Speaking of lunar resources, Paul Spudis discusses the LRO South Pole Illumination Map mentioned here earlier: New Light on the Lunar Poles – The Once and Future Moon.
> Permanently lit areas of the Moon are important for future habitation and use of the Moon for two principal reasons. First, these sunlit areas are prime locations for the establishment of solar photovoltaic arrays. The constant sunlight here means continuous generation of electrical power using solar panels. This solves one of the most difficult problems of lunar habitation, survival during the 354-hour lunar night. Prior to the discovery of the quasi-permanently lit areas, we imagined that the only feasible power source to survive this long night was nuclear reactors. Such a power system does not exist and would require several tens of billions of dollars to develop. So sunlit zones allow us to go to the Moon and stay there without this expense and technology development.

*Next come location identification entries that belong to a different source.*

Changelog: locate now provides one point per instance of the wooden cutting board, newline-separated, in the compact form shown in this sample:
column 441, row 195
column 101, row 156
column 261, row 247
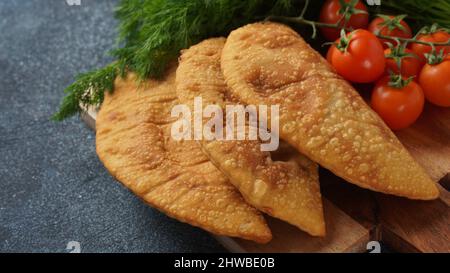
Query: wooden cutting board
column 356, row 216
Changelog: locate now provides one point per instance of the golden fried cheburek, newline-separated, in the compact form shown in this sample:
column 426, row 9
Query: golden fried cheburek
column 134, row 143
column 283, row 190
column 321, row 115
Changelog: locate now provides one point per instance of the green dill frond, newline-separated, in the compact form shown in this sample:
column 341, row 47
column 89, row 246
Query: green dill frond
column 151, row 34
column 88, row 89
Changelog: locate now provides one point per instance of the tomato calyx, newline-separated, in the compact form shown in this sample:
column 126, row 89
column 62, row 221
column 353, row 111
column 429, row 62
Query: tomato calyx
column 398, row 81
column 427, row 30
column 392, row 22
column 398, row 53
column 343, row 43
column 348, row 9
column 434, row 57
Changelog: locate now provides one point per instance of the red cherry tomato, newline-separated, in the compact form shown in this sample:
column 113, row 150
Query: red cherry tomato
column 399, row 108
column 435, row 82
column 330, row 14
column 437, row 37
column 411, row 66
column 376, row 26
column 363, row 61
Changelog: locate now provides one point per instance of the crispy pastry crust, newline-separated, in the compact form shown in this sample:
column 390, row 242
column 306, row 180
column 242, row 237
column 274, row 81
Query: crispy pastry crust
column 285, row 190
column 321, row 114
column 134, row 143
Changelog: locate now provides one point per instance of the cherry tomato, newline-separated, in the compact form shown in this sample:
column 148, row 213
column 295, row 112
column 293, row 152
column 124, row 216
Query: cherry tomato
column 399, row 108
column 411, row 66
column 363, row 61
column 376, row 26
column 437, row 37
column 435, row 81
column 330, row 14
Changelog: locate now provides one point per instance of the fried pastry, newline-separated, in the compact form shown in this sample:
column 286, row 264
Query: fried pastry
column 321, row 115
column 134, row 143
column 282, row 189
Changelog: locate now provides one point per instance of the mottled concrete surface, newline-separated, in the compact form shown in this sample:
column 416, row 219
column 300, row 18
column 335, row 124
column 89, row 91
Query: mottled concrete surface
column 53, row 189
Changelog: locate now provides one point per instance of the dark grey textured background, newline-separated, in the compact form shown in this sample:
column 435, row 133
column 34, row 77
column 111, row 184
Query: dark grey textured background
column 53, row 189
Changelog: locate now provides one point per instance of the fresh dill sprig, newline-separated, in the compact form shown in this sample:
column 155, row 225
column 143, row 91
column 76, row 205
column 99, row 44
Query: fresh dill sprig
column 152, row 33
column 88, row 89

The second advantage of a sunlit area is that it is thermally benign. The surface temperatures at the lunar equator and mid-latitudes depend almost entirely upon incident solar illumination and range from less than -150° to over 100° C, a 250° temperature-swing over the course of a day. In contrast, the surface temperature of these quasi-permanent lit areas is nearly constant – a nice, toasty -50° ± 10° C. This simplifies the thermal design of surface habitats and equipment and greatly relieves the energy required for thermal control at an outpost.
The sunlit areas of the poles occur in close proximity to high concentrations of water ice and other volatiles at the poles of the Moon. Their presence indicates the lunar poles are the best places we have found off-planet for human habitation. Constant sunlight, benign temperatures, near the water and a great view – that’s prime real estate.